Observation data: {{{epoch}}} epoch
- Right ascension: 04^{h} 45^{m} 35^{s}
- Declination: +46° 49′ 39″
- Distance: 420 ly (130 pc) ly
- Apparent dimensions (V): 100′
- Notable features: Closest known planetary nebula from Earth
- Designations: Sharpless 216, LBN 744, SIM 1, PK 158+00 1

= Sh 2-216 =

Closest planetary nebulae

Sh 2-216 (also known as Sharpless 216) is an ancient planetary nebula located in the constellation Perseus. It is notable for being the closest planetary nebula to Earth, at a distance of approximately 129 pc.

== Characteristics ==
Sh 2-216 is one of the oldest known planetary nebulae, with an estimated age of roughly 600,000 years. Due to its advanced age, the nebula is extremely faint and highly dispersed, covering an angular diameter of about 100 arcminutes—more than three times the width of the full Moon.
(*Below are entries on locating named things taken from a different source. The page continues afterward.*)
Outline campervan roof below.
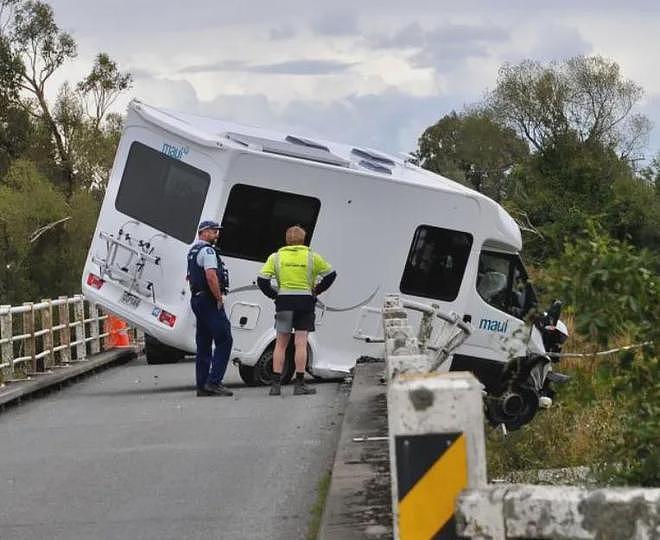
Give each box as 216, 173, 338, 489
130, 100, 464, 196
129, 99, 522, 249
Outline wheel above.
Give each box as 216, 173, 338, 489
485, 388, 539, 431
238, 364, 259, 386
144, 334, 185, 365
254, 343, 296, 386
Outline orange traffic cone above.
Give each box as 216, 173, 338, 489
106, 315, 131, 349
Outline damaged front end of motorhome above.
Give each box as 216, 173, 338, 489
82, 100, 562, 429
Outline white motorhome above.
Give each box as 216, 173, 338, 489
82, 100, 568, 425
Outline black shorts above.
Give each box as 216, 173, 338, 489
275, 310, 316, 334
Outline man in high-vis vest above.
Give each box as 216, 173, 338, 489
257, 226, 337, 396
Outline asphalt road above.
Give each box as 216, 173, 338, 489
0, 359, 347, 540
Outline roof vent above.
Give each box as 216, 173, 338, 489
285, 135, 330, 152
351, 148, 396, 166
360, 159, 392, 174
225, 132, 350, 167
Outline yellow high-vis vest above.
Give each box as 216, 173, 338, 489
259, 245, 332, 294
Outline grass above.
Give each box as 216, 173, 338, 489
307, 471, 331, 540
486, 319, 630, 479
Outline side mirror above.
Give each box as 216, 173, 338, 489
522, 281, 538, 315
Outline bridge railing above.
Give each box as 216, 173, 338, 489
382, 295, 660, 540
0, 295, 141, 381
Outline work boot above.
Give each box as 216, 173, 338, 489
204, 383, 234, 397
268, 372, 282, 396
293, 383, 316, 396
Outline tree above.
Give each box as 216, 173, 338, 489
0, 160, 70, 302
417, 110, 529, 201
77, 53, 133, 130
10, 0, 77, 194
0, 0, 132, 196
487, 56, 650, 159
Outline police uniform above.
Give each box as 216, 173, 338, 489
188, 236, 233, 392
257, 245, 336, 333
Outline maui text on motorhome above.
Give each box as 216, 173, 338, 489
82, 100, 565, 429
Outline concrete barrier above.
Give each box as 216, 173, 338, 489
383, 296, 660, 540
383, 296, 486, 539
456, 484, 660, 540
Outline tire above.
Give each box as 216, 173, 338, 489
254, 343, 296, 386
238, 364, 259, 386
144, 334, 185, 366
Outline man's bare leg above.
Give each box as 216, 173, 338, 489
293, 330, 316, 396
269, 332, 291, 396
293, 330, 309, 373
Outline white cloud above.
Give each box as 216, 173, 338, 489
43, 0, 660, 157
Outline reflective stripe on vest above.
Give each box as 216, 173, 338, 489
273, 249, 314, 294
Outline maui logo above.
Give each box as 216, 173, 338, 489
479, 319, 509, 334
161, 143, 190, 159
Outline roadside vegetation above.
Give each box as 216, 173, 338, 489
0, 0, 660, 486
417, 56, 660, 486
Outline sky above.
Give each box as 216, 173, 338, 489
48, 0, 660, 157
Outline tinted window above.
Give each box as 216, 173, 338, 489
399, 225, 472, 301
115, 142, 210, 244
220, 184, 321, 261
477, 251, 537, 319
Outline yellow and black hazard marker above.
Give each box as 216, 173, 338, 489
395, 433, 468, 540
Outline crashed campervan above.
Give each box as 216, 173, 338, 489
82, 100, 568, 427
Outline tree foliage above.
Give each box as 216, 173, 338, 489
544, 223, 660, 486
487, 56, 650, 158
0, 0, 131, 304
418, 111, 529, 201
0, 0, 132, 196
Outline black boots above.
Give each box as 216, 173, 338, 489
268, 372, 282, 396
293, 382, 316, 396
197, 383, 234, 397
268, 373, 316, 396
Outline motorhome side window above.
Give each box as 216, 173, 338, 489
220, 184, 321, 261
399, 225, 472, 302
115, 141, 211, 244
477, 251, 537, 318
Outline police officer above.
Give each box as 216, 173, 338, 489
188, 221, 233, 396
257, 226, 337, 396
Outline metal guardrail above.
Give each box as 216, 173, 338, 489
374, 296, 660, 540
0, 294, 141, 381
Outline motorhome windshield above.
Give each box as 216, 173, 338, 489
477, 251, 537, 319
115, 142, 211, 244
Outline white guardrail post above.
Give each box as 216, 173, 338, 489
40, 298, 55, 371
89, 302, 101, 354
57, 296, 71, 364
0, 294, 137, 382
73, 294, 87, 361
0, 306, 14, 379
383, 296, 486, 540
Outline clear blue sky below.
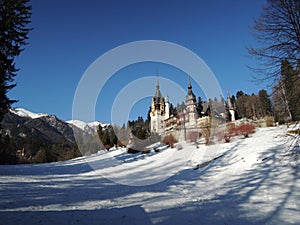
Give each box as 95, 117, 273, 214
9, 0, 265, 122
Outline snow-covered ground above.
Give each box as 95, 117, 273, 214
0, 127, 300, 225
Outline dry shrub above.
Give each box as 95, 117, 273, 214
265, 116, 274, 127
162, 134, 177, 148
288, 129, 300, 135
235, 123, 255, 138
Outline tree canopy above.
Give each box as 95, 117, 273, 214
0, 0, 31, 121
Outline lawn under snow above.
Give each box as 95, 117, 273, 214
0, 127, 300, 225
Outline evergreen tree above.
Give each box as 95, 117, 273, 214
0, 0, 31, 122
258, 89, 272, 117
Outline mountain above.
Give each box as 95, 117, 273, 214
1, 108, 108, 145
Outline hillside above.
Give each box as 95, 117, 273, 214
0, 127, 300, 225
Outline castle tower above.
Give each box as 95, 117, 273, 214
227, 91, 235, 121
150, 78, 166, 134
185, 75, 198, 126
165, 95, 170, 120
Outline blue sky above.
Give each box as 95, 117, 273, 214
9, 0, 265, 122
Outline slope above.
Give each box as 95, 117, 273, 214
0, 127, 300, 225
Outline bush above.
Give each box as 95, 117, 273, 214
265, 116, 274, 127
187, 131, 200, 142
162, 134, 177, 148
235, 123, 255, 138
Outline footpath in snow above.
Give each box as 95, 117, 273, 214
0, 127, 300, 225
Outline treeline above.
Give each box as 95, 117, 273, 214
0, 134, 81, 164
231, 89, 273, 120
97, 115, 160, 150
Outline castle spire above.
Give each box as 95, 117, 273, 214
227, 90, 233, 109
188, 74, 194, 95
155, 68, 161, 99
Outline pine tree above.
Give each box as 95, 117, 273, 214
0, 0, 31, 121
258, 89, 272, 117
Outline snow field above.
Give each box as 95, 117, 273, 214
0, 127, 300, 225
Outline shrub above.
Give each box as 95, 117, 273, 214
265, 116, 274, 127
162, 134, 177, 148
236, 123, 255, 138
187, 131, 200, 142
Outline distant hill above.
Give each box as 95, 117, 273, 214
0, 108, 109, 163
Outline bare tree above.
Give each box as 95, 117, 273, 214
248, 0, 300, 82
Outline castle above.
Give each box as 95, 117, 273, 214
150, 76, 235, 137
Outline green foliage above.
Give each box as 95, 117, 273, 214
162, 134, 178, 148
0, 0, 31, 121
235, 89, 273, 119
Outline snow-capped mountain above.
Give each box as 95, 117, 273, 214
10, 108, 48, 119
2, 108, 108, 145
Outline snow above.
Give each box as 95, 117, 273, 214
10, 108, 48, 119
67, 120, 108, 135
0, 127, 300, 225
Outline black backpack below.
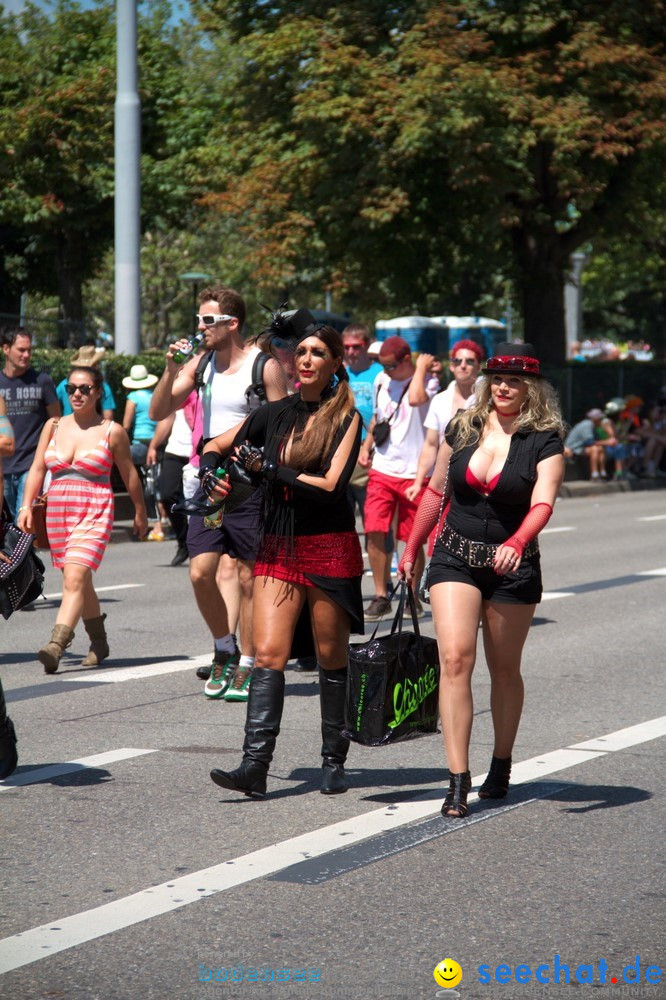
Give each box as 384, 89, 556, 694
194, 351, 272, 411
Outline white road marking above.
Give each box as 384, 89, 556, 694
0, 716, 666, 973
59, 653, 211, 684
44, 583, 146, 601
0, 747, 157, 792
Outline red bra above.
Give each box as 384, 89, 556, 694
465, 465, 502, 497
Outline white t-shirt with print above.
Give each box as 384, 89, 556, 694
372, 372, 439, 479
424, 382, 476, 444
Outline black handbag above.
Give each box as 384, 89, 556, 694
0, 523, 44, 620
372, 379, 412, 448
343, 582, 439, 747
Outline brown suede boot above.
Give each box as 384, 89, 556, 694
81, 615, 109, 667
37, 625, 74, 674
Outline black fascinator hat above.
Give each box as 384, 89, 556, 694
483, 344, 545, 378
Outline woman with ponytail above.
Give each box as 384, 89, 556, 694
399, 344, 564, 818
202, 323, 363, 798
17, 365, 148, 674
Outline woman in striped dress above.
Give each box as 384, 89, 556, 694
17, 366, 148, 674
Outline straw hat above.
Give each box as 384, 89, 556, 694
70, 344, 106, 368
123, 365, 159, 389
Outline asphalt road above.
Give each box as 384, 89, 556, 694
0, 491, 666, 1000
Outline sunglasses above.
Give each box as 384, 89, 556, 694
65, 382, 95, 396
196, 313, 236, 326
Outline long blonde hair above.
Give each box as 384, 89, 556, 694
288, 326, 355, 472
449, 375, 565, 451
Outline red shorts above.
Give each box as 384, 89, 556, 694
363, 469, 428, 542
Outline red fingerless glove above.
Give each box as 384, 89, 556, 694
504, 503, 553, 556
398, 486, 443, 573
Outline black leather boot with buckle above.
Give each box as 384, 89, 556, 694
210, 667, 284, 799
319, 667, 349, 795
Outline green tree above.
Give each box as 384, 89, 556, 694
0, 0, 212, 339
196, 0, 665, 361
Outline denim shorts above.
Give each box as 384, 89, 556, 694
187, 489, 261, 562
428, 539, 543, 604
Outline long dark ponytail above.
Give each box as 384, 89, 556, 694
67, 365, 104, 417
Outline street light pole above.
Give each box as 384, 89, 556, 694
178, 271, 213, 333
114, 0, 141, 354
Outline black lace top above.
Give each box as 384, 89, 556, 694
234, 395, 362, 535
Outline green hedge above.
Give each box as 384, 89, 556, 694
32, 347, 165, 420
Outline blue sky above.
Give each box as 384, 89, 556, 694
0, 0, 187, 20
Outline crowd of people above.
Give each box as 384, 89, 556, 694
0, 308, 666, 817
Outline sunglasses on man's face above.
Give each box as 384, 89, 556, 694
197, 313, 236, 326
65, 382, 95, 396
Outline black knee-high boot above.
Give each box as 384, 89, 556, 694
319, 667, 349, 795
210, 667, 284, 799
0, 681, 18, 781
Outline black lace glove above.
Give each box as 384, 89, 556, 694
236, 441, 279, 482
199, 469, 220, 500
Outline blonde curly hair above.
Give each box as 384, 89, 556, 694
449, 375, 565, 451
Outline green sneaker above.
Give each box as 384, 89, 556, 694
204, 649, 240, 698
224, 667, 252, 701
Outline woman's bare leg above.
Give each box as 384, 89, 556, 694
483, 601, 536, 759
430, 583, 481, 774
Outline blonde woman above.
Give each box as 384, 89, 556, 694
17, 366, 148, 674
399, 344, 564, 817
202, 323, 363, 798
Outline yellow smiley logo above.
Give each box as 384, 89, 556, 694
433, 958, 462, 990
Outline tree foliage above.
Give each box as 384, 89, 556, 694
0, 0, 213, 344
197, 0, 665, 361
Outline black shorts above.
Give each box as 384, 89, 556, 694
428, 539, 543, 604
187, 489, 261, 562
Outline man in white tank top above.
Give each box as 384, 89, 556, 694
150, 287, 287, 701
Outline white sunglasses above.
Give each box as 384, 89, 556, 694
196, 313, 236, 326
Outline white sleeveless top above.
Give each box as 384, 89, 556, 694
164, 409, 192, 458
201, 347, 261, 438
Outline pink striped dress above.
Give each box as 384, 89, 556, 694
45, 420, 113, 570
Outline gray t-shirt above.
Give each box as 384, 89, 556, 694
0, 368, 58, 475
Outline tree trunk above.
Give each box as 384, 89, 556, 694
513, 229, 567, 365
56, 234, 85, 347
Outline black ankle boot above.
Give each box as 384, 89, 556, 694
442, 771, 472, 819
319, 667, 349, 795
0, 681, 18, 781
479, 754, 511, 799
210, 667, 284, 799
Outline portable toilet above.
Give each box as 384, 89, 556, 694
375, 316, 449, 355
433, 316, 507, 358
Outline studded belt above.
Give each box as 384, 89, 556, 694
439, 524, 539, 569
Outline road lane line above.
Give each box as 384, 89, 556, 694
44, 583, 146, 601
60, 653, 211, 684
0, 747, 157, 792
0, 716, 666, 973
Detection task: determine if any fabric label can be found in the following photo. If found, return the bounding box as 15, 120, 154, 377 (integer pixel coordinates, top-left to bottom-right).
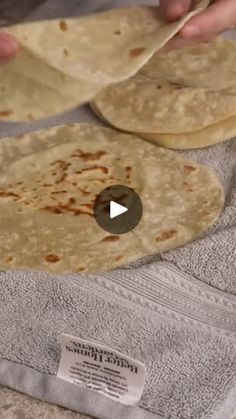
57, 334, 145, 405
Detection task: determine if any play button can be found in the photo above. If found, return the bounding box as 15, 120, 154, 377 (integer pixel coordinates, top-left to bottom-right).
93, 185, 143, 234
110, 201, 128, 218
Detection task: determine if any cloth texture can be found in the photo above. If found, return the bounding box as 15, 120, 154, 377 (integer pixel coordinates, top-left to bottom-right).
0, 0, 236, 419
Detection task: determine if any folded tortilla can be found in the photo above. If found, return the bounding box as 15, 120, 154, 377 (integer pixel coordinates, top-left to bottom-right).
92, 38, 236, 149
0, 0, 209, 121
0, 124, 224, 273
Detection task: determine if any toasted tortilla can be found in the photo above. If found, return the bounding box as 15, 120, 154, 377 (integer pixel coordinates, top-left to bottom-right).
93, 38, 236, 143
0, 0, 208, 121
0, 124, 224, 273
90, 103, 236, 150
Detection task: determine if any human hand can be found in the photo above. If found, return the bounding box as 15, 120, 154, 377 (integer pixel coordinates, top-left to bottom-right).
0, 32, 19, 65
160, 0, 236, 40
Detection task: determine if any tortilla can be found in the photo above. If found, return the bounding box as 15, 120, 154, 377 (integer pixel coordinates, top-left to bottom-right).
90, 103, 236, 150
0, 0, 208, 121
93, 38, 236, 141
0, 124, 224, 273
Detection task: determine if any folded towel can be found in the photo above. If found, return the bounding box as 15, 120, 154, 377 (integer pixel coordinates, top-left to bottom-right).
0, 0, 236, 419
0, 262, 236, 419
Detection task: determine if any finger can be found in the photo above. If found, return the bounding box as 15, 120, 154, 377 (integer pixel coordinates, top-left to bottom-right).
159, 35, 211, 52
160, 0, 192, 22
0, 33, 19, 64
180, 0, 236, 38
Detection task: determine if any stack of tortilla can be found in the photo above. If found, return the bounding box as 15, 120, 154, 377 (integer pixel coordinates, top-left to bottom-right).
0, 1, 227, 273
0, 0, 209, 121
0, 124, 224, 273
92, 38, 236, 149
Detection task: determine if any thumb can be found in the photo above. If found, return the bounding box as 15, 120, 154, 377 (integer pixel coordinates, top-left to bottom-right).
160, 0, 192, 22
0, 32, 19, 64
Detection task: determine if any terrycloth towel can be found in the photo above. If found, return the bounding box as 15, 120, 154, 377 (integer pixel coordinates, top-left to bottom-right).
0, 0, 236, 419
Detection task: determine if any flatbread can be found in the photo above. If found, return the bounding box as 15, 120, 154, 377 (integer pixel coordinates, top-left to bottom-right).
0, 124, 224, 273
136, 116, 236, 150
90, 103, 236, 150
93, 38, 236, 139
0, 0, 209, 121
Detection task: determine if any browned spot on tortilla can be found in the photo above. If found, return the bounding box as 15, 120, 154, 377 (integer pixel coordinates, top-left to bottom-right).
102, 236, 120, 242
80, 165, 108, 174
71, 150, 107, 161
27, 113, 34, 121
156, 230, 177, 242
42, 205, 63, 214
5, 256, 13, 262
79, 188, 90, 195
45, 254, 60, 263
71, 209, 93, 217
184, 166, 196, 173
81, 203, 94, 209
125, 166, 132, 179
0, 110, 13, 117
169, 81, 184, 90
0, 191, 20, 198
69, 198, 76, 205
129, 47, 146, 58
59, 20, 68, 32
115, 255, 123, 262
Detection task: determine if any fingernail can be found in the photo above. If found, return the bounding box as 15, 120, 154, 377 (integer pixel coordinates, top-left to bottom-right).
0, 35, 19, 61
181, 25, 201, 38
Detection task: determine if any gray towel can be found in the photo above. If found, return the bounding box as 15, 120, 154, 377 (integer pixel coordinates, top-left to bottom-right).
0, 0, 236, 419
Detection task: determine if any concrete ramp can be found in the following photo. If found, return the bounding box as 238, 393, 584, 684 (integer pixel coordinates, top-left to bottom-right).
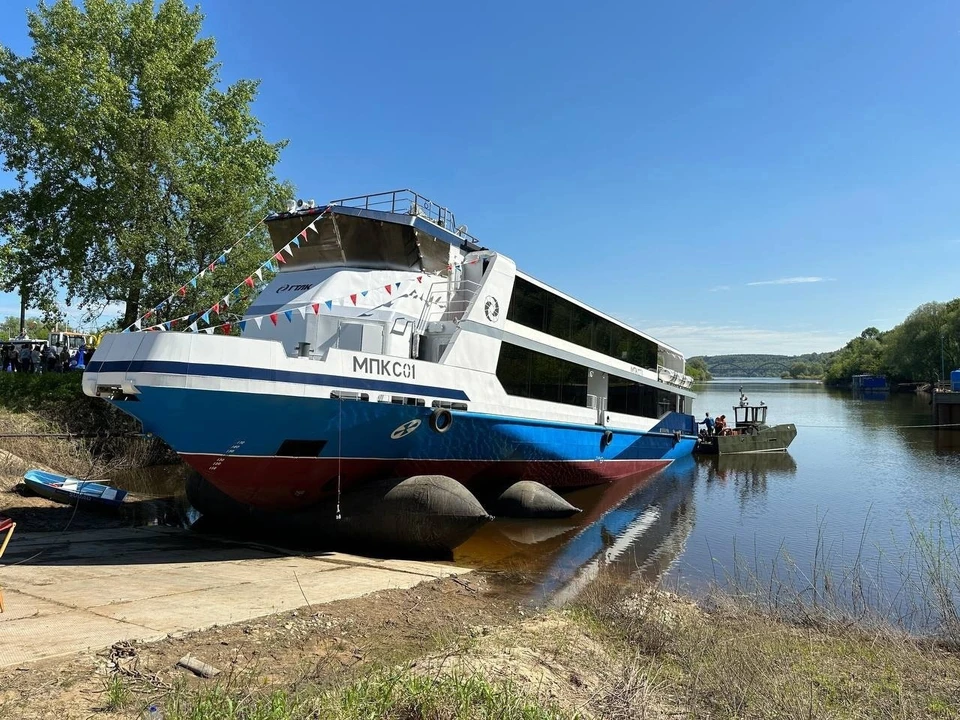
0, 527, 469, 667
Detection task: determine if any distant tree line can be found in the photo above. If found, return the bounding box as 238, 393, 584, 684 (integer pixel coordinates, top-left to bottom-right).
687, 353, 834, 380
824, 298, 960, 385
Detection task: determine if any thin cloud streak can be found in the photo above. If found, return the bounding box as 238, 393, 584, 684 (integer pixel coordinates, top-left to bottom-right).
747, 276, 833, 287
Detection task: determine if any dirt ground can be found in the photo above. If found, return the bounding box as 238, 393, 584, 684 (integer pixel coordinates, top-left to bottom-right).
0, 575, 523, 720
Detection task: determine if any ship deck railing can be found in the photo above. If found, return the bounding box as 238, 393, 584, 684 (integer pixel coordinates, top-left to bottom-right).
416, 279, 480, 334
329, 188, 480, 245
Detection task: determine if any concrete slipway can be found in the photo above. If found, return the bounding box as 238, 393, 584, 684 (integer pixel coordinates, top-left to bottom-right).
0, 527, 469, 667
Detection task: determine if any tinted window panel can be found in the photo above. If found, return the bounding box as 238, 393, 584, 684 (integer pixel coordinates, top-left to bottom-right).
507, 278, 657, 372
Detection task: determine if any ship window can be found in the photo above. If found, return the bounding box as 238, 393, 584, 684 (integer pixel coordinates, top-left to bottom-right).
507, 277, 658, 370
607, 375, 677, 418
497, 342, 587, 407
277, 440, 327, 457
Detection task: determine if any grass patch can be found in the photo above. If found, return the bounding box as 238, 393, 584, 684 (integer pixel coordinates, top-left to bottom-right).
148, 669, 576, 720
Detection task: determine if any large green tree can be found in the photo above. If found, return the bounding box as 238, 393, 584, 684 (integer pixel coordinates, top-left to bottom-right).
0, 0, 290, 326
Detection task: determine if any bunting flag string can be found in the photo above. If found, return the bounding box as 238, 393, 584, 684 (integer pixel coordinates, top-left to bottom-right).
145, 276, 428, 335
123, 208, 329, 332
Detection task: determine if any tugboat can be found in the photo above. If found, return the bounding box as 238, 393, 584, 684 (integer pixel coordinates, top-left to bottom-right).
694, 388, 797, 455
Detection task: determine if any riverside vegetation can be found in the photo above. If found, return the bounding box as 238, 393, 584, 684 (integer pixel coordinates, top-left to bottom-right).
0, 375, 960, 720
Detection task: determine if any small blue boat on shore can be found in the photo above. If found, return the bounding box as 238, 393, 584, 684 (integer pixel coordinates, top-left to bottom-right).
23, 470, 127, 508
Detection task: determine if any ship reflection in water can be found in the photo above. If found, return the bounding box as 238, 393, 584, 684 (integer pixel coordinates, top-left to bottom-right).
454, 457, 698, 605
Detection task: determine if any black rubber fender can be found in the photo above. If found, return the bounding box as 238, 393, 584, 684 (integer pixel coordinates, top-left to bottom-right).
430, 408, 453, 434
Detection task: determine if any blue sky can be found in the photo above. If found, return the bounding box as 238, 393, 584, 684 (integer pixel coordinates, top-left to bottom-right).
0, 0, 960, 355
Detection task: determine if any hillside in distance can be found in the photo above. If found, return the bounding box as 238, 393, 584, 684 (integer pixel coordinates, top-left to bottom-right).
688, 352, 835, 378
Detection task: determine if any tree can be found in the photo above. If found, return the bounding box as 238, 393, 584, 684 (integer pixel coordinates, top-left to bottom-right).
0, 0, 291, 326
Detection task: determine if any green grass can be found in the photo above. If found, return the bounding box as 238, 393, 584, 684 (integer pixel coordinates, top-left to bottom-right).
141, 670, 576, 720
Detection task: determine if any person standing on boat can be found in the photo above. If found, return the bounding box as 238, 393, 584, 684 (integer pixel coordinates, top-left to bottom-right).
697, 413, 713, 435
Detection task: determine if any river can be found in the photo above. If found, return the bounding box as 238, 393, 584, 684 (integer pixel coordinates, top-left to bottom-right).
454, 378, 960, 624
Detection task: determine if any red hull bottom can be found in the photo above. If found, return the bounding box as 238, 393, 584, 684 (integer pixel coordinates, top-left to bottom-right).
182, 454, 672, 510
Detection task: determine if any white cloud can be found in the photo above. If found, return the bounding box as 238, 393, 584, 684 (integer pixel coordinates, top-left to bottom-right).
747, 277, 833, 286
644, 323, 858, 357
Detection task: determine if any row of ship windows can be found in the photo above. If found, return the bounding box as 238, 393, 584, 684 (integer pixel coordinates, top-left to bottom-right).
497, 342, 682, 418
507, 277, 658, 371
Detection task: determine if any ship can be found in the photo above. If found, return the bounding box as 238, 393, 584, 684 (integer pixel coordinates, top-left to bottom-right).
83, 190, 697, 511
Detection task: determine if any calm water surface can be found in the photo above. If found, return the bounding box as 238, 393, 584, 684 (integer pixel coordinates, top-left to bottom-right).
454, 378, 960, 616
The nebula is currently interacting with the interstellar medium (ISM). As it moves through space, its eastern edge has become compressed and brightened due to the resistance of surrounding gas, creating a visible bow-shock structure in deep-exposure images.

== Central star ==
The central star of Sh 2-216 is a hot white dwarf designated LS V+46 21 (also known as WD 0441+467). It is a DAO-type white dwarf, exhibiting a spectrum with lines of both hydrogen and helium. Due to the nebula's interaction with the ISM, the central star is no longer located at the geometric center of the nebulosity, as the gas has been decelerated while the star continues its original trajectory.

== Discovery and identification ==
The object was first cataloged by Stewart Sharpless in 1959 in his second catalog of H II regions. It was initially misidentified as an H II region due to its massive size and low surface brightness. Its nature as a planetary nebula was proposed in 1981 based on emission line ratios of nitrogen and sulfur, and the central white dwarf was confirmed in 1985.